In 1966 Nkrumah was overthrown and a military government assumed power. But neither military nor civilian governments during the next fifteen years were able to deal successfully with the host of problems that Nkrumah had bequeathed. In particular, under the Supreme Military Council (1972-79), Ghana's economy and political institutions deteriorated at an alarming rate. The 1970s were a period of steadily falling agricultural production, manufacturing output, and per capita income. Declining cocoa production and exports were accompanied by a corresponding rise in smuggling of the crop to neighboring countries, especially Cote d'Ivoire, and largely accounted for chronic trade deficits.

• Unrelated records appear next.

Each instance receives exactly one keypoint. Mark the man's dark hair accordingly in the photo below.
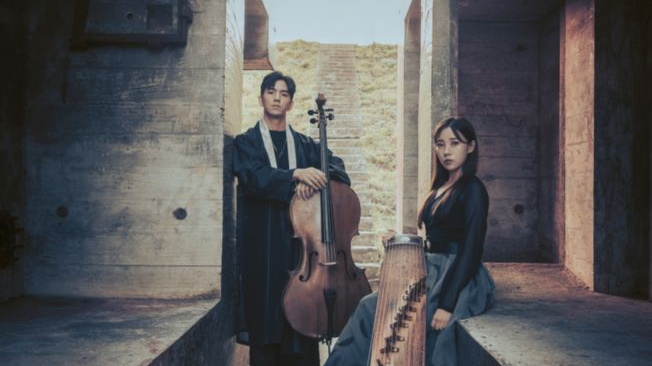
(270, 80)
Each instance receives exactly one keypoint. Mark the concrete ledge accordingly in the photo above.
(70, 332)
(544, 316)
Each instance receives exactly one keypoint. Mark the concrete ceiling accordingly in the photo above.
(506, 10)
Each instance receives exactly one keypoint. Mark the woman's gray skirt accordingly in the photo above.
(352, 347)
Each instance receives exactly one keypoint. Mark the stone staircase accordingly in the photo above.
(338, 81)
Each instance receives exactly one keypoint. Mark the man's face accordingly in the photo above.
(276, 101)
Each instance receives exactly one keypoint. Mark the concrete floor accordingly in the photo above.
(70, 332)
(544, 316)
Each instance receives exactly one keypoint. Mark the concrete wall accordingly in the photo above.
(550, 225)
(125, 166)
(648, 41)
(12, 127)
(498, 92)
(577, 34)
(408, 122)
(622, 159)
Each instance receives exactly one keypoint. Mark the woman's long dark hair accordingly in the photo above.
(463, 131)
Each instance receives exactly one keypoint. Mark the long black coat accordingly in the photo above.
(266, 251)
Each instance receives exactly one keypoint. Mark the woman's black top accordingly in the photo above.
(463, 227)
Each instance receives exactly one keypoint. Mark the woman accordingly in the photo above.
(455, 218)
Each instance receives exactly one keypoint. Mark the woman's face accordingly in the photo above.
(451, 151)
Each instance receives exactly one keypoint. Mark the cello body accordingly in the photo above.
(325, 288)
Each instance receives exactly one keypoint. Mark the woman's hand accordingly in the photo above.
(440, 319)
(305, 191)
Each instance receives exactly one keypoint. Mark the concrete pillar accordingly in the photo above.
(408, 122)
(622, 160)
(438, 83)
(550, 223)
(578, 122)
(649, 116)
(124, 161)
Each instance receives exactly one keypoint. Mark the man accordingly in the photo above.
(272, 163)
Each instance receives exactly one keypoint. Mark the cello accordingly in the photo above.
(326, 286)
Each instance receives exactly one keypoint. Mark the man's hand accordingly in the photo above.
(305, 191)
(310, 176)
(440, 319)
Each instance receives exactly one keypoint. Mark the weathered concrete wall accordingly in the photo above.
(578, 71)
(125, 166)
(408, 123)
(498, 88)
(12, 131)
(622, 159)
(550, 225)
(438, 79)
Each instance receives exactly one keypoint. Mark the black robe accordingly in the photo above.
(265, 248)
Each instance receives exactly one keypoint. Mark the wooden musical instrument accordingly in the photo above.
(399, 334)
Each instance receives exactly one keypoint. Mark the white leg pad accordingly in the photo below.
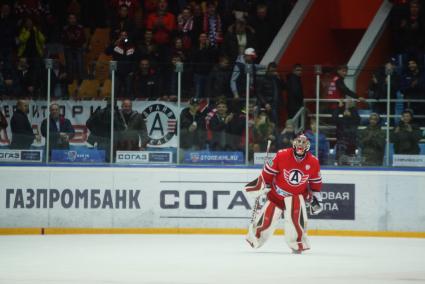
(296, 223)
(264, 225)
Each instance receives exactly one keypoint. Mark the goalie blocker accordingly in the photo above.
(286, 181)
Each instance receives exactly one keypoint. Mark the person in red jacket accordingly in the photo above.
(290, 179)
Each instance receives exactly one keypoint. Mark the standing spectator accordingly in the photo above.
(294, 89)
(74, 39)
(406, 135)
(238, 38)
(269, 93)
(185, 28)
(22, 133)
(124, 52)
(131, 6)
(31, 41)
(7, 36)
(133, 136)
(58, 82)
(323, 143)
(21, 81)
(162, 24)
(413, 87)
(264, 34)
(287, 135)
(203, 58)
(123, 23)
(244, 65)
(61, 129)
(409, 32)
(347, 121)
(219, 125)
(337, 88)
(218, 80)
(211, 25)
(146, 82)
(372, 142)
(192, 135)
(378, 88)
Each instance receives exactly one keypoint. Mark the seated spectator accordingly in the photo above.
(269, 93)
(146, 82)
(22, 133)
(347, 120)
(338, 90)
(124, 52)
(413, 87)
(148, 49)
(238, 38)
(193, 132)
(61, 129)
(294, 89)
(74, 39)
(323, 143)
(202, 59)
(372, 142)
(406, 135)
(133, 136)
(162, 23)
(287, 135)
(218, 80)
(378, 88)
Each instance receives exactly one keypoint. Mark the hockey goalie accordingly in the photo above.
(289, 181)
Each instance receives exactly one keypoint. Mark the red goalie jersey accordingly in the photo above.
(288, 175)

Personal enrichment and corruption became the norm of government.
Beyond these serious problems loomed much larger issues that needed to be addressed if Ghana were to resume its position at the forefront of Africa's leading nations. Among these were the fear of an overly centralized and authoritarian national executive, the burden of accumulated foreign debt, and the need to forge a nation from Ghana's diverse ethnic and regional interests. In particular, the challenge was to devise a system of government that would bridge the enormous gap that had developed between the political center and society at large. For most Ghanaians, the nation-state by the late 1970s had become a largely irrelevant construct that had ceased to provide economic benefits or opportunities for meaningful political participation. As a consequence, local, ethnic, and regional interests had become much more prominent than those of Ghana as a whole.
Such were the challenges that lay before the group of military officers who seized power at the end of 1981. During its first year, the Provisional National Defence Council (PNDC) spoke vaguely about socialism and established people's and workers' defence committees and extra-judicial public tribunals as a way to involve Ghanaians in public administration. In 1983, however, the council, under its leader, Jerry John Rawlings, abandoned its socialist leanings and negotiated a structural adjustment program with the World Bank and the International Monetary Fund as the best and perhaps only method of rejuvenating the economy. Called the Economic Recovery Program, it was designed to stimulate economic growth and exports, to enhance private initiative and investment, and to reduce the role of the state in economic affairs. Beginning in the early 1980s and continuing into the mid-1990s, efforts were undertaken to rebuild the government and the economy and to restore the luster of Ghana's name.